An agreement culture
In a previous version, tabled by the then liberal-conservative government, this clause was explicitly called exemption for ”services to ministers”. This should not be mixed up with ”internal working papers”, known in many access laws, as the exemption covers documents in their final version as well as document sent to and from different ministerial department and authorities.
As the proposal now has been re-tabled by the present government (centre-left) the provocative and ridiculed term ”services to ministers” has been deleted.
Minister of Justice Morten Bødskov (Social Democrats) argues that the change of words is important, while representatives of the former government fail to see the change in substance.

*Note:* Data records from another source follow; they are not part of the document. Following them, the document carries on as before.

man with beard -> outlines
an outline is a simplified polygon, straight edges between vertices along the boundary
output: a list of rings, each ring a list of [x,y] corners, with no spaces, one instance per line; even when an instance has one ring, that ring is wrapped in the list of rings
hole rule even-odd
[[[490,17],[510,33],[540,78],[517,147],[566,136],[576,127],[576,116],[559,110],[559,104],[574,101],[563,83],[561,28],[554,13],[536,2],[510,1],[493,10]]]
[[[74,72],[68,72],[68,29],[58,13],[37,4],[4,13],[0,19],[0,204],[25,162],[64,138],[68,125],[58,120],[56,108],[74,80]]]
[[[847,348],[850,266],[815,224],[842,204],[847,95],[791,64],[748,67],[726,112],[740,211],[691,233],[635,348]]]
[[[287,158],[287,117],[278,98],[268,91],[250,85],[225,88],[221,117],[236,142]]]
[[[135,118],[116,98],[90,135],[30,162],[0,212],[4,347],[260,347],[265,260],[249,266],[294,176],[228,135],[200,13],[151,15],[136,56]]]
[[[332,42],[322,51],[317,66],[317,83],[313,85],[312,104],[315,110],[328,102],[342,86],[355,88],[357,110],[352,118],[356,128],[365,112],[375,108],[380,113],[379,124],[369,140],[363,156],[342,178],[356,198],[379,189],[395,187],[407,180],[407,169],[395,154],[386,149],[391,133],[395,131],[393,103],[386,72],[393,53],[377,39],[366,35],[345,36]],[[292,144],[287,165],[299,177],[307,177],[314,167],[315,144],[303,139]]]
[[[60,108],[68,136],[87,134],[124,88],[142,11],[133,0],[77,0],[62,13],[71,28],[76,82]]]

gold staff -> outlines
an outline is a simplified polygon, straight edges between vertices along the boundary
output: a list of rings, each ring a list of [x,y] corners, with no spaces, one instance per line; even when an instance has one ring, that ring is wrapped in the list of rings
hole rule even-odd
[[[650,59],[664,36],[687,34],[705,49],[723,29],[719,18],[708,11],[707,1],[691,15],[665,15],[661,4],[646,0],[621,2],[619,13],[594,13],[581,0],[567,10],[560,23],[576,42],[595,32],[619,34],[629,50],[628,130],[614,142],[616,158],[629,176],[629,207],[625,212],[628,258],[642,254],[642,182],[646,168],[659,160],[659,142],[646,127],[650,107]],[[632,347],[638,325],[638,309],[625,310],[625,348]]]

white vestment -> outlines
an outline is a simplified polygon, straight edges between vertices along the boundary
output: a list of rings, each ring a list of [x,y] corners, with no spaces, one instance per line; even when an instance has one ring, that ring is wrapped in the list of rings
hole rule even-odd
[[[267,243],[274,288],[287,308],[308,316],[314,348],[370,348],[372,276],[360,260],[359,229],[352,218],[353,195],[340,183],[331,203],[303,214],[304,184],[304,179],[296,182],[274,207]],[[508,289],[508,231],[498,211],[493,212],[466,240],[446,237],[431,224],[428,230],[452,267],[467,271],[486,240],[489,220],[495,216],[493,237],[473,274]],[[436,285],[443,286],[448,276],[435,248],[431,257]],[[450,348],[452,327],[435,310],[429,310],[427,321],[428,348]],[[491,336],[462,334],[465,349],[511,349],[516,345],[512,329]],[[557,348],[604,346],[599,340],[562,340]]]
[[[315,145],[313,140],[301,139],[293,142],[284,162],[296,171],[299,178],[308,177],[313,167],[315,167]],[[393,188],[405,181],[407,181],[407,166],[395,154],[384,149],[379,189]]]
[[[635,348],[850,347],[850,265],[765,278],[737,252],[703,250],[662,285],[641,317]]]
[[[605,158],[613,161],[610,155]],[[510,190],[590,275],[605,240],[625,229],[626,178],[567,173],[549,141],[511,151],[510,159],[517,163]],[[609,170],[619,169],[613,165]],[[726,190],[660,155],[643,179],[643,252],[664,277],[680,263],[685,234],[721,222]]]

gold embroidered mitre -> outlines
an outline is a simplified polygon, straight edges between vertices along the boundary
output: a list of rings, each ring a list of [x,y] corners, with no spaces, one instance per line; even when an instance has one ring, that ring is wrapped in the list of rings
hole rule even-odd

The urge among Danish politicians to ring-fence correspondence between authorities and ministers can be explained by an established culture where parties enter into pre-legislative negotiations and agreements before proposals are officially tabled.
This is demonstrated at length by how the proposed law has been dealt with.
Behind closed doors
As journalists grew aware of what was in the making they asked for access to documents related to the secretive talks between the former and the present government. This was denied.
Also, suggestions to make the new proposal subject to an official hearing have been rejected.
”This is outrageously arrogant,” says Pernille Skipper, MP of the Red-Green Alliance a leftist party, being part of the government's political platform in the parliament. Right wing Danish People's party and Liberal Alliance oppose the proposal as well.
None of the three parties have themselves held governmental positions, contrary to the parties now backing the law.
According to the critics some of the well known political affairs recently would most likely not had been known by the public had the proposed law been in force.
This includes deliberate attempts by the previous government to bypass international conventions on refugees, and a on going case about prime minister Helle Thorning-Schmidts personal taxes. In this case members of the former government are suspected of having intervened in decisions taken by the tax authorities, with the purpose to discredit a political opponent.
In spite of the strong criticism, it is assumed that the proposal will pass in Parliament later in spring as a majority of the parties already have agreed to adopt the law.
Readers known to the political process in the EU would recognise this as a parallel to the so called trilogs (”three partite negotiations”) where the Commission and the Council negotiate with representative of the Parliament behind closed doors, leaving the public in the dark, and non-participants only to accept a done deal.